Copy-pasting from T384962:
Here's an issue I currently see: the data_quality_ops.data_quality_alerts doesn't have a column to put in metadata like tags like the metrics table does. This doesn't affect the actual alerting part, but would affect any future analyses and dashboarding someone might want to do on the verification checks. For instance if we want to alert on T388439 there isn't a way currently to differentiate records in the table that are checking monthly vs daily reconciles.

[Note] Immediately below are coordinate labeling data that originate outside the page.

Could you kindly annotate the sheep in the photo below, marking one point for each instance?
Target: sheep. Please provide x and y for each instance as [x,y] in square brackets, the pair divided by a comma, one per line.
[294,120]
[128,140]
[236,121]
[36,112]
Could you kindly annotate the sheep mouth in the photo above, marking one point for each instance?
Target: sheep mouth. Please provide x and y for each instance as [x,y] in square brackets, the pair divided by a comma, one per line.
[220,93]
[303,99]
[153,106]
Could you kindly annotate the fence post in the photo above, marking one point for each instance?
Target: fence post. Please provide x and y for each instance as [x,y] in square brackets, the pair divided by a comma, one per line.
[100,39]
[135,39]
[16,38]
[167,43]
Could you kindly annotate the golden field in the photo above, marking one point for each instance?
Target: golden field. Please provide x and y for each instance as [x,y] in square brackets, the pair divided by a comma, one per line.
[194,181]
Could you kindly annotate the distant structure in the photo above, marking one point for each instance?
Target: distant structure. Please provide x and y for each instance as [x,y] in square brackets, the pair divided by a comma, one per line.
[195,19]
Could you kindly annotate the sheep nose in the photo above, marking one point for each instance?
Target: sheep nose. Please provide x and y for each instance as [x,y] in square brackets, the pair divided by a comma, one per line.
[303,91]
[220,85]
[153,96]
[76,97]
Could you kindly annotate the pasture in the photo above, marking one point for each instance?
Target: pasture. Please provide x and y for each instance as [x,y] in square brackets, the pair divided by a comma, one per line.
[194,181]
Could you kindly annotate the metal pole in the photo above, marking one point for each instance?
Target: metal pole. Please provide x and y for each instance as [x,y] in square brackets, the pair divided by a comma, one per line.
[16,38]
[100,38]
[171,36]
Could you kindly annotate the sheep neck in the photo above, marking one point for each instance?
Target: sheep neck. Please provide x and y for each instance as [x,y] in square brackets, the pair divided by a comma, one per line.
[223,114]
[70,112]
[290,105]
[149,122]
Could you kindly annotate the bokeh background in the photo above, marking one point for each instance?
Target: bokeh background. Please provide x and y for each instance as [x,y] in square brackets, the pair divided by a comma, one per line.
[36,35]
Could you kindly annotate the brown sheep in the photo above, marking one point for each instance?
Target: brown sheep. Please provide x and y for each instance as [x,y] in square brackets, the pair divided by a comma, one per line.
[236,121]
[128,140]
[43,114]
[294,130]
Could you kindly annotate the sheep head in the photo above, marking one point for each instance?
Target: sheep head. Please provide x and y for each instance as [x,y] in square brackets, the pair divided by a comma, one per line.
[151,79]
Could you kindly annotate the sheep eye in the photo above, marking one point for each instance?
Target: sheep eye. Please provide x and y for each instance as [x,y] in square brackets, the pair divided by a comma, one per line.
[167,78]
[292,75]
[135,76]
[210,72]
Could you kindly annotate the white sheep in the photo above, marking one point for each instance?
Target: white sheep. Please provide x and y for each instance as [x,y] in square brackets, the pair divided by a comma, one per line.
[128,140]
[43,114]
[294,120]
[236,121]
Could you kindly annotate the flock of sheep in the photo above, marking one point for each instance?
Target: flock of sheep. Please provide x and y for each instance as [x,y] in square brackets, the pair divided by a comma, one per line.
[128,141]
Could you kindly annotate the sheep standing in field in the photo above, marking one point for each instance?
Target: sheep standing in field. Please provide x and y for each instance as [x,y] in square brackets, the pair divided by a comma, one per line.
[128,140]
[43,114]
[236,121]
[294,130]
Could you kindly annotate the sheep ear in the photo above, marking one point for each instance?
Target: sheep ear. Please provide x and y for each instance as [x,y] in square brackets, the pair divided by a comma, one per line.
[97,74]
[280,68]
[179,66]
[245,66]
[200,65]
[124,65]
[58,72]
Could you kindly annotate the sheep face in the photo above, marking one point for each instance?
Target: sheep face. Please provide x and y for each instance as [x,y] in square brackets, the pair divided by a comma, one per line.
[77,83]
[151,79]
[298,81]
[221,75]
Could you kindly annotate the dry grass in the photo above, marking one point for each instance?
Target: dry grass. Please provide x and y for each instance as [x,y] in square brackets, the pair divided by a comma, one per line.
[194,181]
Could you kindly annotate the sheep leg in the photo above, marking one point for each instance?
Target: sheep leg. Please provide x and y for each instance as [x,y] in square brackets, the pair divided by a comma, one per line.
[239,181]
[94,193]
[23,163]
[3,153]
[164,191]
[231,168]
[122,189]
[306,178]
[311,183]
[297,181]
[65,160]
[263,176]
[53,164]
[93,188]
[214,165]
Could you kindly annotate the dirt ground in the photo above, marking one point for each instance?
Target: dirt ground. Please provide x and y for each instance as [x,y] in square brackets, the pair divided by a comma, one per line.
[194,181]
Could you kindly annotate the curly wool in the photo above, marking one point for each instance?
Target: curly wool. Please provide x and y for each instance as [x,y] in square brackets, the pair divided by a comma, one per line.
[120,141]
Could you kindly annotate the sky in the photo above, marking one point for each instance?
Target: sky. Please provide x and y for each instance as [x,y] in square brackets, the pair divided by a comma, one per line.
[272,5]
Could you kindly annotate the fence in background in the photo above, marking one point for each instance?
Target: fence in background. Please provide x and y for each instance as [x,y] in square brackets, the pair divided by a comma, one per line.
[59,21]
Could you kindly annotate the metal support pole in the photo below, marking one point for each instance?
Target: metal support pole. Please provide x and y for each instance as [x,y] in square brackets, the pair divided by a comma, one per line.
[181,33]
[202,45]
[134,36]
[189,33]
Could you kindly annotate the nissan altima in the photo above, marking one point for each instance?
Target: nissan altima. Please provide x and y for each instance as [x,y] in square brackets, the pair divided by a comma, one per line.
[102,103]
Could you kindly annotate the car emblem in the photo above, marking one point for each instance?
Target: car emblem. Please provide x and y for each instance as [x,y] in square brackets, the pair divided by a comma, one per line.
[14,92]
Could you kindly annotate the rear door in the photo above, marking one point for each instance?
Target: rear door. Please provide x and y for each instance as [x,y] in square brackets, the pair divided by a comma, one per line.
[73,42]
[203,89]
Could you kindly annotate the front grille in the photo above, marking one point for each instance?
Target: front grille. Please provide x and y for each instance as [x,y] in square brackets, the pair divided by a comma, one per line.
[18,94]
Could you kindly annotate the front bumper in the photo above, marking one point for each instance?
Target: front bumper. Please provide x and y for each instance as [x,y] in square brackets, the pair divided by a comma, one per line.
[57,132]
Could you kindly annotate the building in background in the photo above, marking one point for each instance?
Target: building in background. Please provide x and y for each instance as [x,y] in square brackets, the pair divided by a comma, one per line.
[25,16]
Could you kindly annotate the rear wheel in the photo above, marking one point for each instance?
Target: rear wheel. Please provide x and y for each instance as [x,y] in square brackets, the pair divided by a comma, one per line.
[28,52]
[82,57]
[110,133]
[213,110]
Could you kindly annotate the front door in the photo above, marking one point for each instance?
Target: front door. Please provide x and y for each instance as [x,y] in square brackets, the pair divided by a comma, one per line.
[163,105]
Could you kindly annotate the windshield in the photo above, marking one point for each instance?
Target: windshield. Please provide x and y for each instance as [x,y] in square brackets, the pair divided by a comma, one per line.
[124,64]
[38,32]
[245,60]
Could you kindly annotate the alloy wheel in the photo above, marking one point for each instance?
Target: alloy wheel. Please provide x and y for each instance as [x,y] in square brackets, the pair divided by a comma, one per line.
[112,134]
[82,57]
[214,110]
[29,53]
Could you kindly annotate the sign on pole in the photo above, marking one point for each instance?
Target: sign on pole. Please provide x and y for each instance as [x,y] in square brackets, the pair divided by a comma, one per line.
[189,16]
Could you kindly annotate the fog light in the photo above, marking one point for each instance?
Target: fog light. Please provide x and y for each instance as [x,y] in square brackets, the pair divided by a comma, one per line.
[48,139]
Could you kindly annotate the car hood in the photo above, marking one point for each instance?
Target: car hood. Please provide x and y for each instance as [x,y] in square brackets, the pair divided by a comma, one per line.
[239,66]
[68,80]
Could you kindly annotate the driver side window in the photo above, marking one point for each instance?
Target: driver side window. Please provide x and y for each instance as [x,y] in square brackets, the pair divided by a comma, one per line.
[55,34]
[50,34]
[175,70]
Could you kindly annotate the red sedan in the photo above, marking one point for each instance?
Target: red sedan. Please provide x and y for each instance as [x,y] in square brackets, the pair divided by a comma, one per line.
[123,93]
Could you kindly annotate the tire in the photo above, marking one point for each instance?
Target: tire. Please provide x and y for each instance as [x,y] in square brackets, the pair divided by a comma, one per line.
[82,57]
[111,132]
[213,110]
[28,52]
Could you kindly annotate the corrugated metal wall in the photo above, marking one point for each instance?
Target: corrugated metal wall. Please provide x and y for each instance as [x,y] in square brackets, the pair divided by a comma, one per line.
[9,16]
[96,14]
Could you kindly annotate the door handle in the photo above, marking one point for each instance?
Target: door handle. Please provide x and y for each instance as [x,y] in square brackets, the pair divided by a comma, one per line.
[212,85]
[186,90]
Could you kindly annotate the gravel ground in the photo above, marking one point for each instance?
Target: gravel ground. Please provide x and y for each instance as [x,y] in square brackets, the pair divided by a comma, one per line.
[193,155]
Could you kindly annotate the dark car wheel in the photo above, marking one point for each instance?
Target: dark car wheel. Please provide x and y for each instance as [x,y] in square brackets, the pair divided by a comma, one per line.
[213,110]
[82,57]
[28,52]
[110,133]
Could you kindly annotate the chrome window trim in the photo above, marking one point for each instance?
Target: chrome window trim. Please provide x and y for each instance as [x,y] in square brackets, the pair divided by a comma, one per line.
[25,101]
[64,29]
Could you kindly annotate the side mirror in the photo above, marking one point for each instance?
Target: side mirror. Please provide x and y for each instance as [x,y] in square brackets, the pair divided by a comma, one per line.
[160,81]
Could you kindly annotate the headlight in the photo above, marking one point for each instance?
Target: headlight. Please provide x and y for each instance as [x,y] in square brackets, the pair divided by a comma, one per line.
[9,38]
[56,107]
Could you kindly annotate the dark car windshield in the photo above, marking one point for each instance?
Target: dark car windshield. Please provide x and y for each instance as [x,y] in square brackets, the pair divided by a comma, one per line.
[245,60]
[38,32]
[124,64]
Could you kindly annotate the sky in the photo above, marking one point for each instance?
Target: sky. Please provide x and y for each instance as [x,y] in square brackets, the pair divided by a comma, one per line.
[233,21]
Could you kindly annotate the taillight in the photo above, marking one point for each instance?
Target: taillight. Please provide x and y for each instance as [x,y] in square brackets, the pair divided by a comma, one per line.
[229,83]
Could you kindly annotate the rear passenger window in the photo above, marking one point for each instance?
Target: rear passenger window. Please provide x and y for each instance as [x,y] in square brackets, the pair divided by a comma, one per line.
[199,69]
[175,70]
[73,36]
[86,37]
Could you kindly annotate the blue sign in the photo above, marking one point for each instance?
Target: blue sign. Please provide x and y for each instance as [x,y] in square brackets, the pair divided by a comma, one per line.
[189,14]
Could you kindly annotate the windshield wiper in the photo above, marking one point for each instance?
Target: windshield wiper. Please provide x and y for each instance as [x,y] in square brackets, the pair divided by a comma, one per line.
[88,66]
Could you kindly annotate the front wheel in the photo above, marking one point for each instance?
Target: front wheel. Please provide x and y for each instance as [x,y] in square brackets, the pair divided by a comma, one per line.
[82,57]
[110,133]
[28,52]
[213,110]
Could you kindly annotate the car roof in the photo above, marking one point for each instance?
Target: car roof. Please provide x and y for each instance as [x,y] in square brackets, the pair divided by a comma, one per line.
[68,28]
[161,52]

Even now, there's an open question whether the source_table column in the alerts table should refer to data_quality_ops.data_quality_metrics or the underlying table that the metrics were computed against.
To support T388439 and future use cases, before I enabling alerting I'm going to work on some patches that'll allow inserting tags into the alerts table using deequ's ResultKey class so it (kinda) aligns with the way metrics works.
Also, it's a bit weird to call it the alerts table when it doesn't store alerts but the verification checks that if failed will create trigger an alert, but that's some bike shedding for some future time maybe.
This turns out to have a few more steps than I expected.
[ ] Modify `refinery-source` to support new columns in a backwards-compatible way
[ ] Modify `refinery` with the new schema
[ ] Modify airflow jobs that use deequ alerts to use new jars
- Hopefully we don't have to modify the actual job themselves, but if we do it would probably require going back to refinery-source
[ ] Modify `refinery-deequ-python`
- [ ] Support new columns, change refinery version
- [ ] Change name of package, still called `refinery-python`
[ ] deploy `refinery-source`
[ ] deploy `refinery`
The next 3 bullets would ideally be done within an hour so the hourly dags don't break
[ ] Alter table with new schema
[ ] deploy Airflow dags that use deequ alerts with new refinery source version
- [] webrequest
- [] mediawiki-history
[ ] deploy `refinery-deequ-python` with new refinery source version
[ ] modify `compute_metrics` script to use the prod `refinery-deequ-python` instead of pointing to Gabriele's gitlab repo
- [ ] remember to rename imports
- At this point we can actually do T384962